For further reading see also Database Anti Patterns.
Why not –
source
{
id
type (website or … can be normalized to type_id)
name
… (timestamp or whatever else is source appropriate)
}
item
{
id
name
…(whatever is unique across all sources)
}
itemfromsource
{
id
source_id
item_id
}
@jack9:
First, thank you for your comment and proposed solution.
Regarding normalization, I just didn’t describe it to clarify of the actual problem and proposed solutions.
Regarding your solution, since I ended up using solution 1**, I had a one-to-many mapping between items and sources, not many-to-many as you suggest. If I understand your idea correctly, you suggest keeping only the combined (final) data, and using a join table to keep track of all sources involved in creating a combined record.
There are two problems with this: (a) You don’t keep the source data, for later analysis. If you do, I don’t see a way to differentiate between source records and final records. (b) For a final record, you can’t seem to be able to tell for a single field what is its source. You can change your solution by adding a field_name to itemfromsource, but I don’t think the resulting solution is pretty elegant.
Just something to consider, but this type of “non-normal” data structure is something that couchdb would be great at.
You could have a “generic entity” entry and then programmatically check for the existence of other document attributes and expand your behavior if they exist.
@Jay:
Actually, before I started working on the database, I considered using couchdb, and rejected it. I did so because:
1. It didn’t seem “ready enough” for me.
2. I did not find anyone I know who already worked with it (or knew about it, for that matter. I was the one telling them about it!).
3. My hosting doesn’t support it.
4. Relational databases are good enough.
Now, under other circumstances, being the first one “in my neighborhood” to use it could be really fun, but I thought that for my startup it isn’t the right way to go. It is an unnecessary risk, with not much to gain (See point no. 4).
So I decided that for this startup I’d keep to sql, and for my next fun project I would acquaint myself with couchdb.
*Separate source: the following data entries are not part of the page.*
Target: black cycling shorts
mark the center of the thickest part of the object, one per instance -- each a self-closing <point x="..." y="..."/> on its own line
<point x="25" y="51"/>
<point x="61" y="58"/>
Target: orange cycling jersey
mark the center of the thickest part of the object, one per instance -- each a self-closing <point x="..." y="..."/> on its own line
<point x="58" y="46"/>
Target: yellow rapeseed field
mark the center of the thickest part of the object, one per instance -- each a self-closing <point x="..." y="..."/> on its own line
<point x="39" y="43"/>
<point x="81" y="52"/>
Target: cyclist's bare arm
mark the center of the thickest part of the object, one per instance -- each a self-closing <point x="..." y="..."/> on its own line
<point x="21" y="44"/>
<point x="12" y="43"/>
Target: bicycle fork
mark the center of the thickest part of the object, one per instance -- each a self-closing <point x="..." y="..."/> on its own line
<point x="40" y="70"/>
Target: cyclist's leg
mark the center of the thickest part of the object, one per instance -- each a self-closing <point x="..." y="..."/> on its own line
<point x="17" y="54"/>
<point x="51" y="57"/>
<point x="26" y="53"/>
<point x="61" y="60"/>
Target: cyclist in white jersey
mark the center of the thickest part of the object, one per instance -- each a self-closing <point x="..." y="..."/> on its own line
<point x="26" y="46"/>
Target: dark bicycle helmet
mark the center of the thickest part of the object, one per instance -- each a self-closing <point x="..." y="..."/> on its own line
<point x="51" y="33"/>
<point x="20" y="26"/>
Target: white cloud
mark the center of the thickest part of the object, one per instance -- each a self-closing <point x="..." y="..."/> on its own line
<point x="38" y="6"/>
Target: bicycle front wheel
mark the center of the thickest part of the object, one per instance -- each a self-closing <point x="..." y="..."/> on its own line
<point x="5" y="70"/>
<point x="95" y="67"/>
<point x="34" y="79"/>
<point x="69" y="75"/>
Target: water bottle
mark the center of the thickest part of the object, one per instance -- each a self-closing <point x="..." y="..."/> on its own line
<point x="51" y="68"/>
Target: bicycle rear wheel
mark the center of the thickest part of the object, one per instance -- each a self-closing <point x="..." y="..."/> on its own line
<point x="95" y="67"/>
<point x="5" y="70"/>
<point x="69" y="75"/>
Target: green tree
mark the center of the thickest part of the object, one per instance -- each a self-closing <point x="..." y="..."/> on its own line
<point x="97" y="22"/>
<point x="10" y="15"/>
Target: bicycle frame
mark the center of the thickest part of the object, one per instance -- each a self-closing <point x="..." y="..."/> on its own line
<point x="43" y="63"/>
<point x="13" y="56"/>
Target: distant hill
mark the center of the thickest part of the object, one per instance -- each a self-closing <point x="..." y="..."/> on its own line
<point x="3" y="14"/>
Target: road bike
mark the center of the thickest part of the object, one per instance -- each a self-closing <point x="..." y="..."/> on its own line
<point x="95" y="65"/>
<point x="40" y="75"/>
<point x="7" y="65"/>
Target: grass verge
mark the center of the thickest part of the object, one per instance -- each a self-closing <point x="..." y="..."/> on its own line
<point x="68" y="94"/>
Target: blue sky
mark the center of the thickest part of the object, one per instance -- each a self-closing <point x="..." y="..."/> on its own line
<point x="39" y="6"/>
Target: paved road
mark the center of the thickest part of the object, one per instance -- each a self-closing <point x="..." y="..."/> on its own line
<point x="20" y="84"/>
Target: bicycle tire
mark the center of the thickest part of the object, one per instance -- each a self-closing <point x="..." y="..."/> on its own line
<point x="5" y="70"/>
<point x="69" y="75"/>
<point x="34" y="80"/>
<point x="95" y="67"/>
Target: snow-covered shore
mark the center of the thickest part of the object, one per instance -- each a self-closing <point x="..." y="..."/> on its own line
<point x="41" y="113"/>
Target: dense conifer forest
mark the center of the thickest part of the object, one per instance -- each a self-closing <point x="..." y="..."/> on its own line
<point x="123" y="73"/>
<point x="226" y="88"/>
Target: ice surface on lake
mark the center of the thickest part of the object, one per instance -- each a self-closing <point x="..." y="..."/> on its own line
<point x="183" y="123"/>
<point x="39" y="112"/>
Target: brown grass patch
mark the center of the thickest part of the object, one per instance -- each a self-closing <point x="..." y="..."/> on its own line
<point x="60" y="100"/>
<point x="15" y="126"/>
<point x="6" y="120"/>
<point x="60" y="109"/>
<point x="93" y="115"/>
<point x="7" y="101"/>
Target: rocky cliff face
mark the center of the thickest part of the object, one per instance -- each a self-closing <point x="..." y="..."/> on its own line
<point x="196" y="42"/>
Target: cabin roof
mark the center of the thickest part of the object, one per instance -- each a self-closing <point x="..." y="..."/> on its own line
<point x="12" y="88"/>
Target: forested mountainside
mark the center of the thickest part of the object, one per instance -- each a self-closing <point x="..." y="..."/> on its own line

As for your actual suggestion: I’m not well versed in couchdb usage, but I’m not sure I like it. Since when querying for records I usually don’t want to get the extra baggage of source records/data. I know I might be optimizing prematurely but I think this solution is a bit too heavy. Also, it seems to me this solution would keep source data and final data in different forms, which would make it harder to process.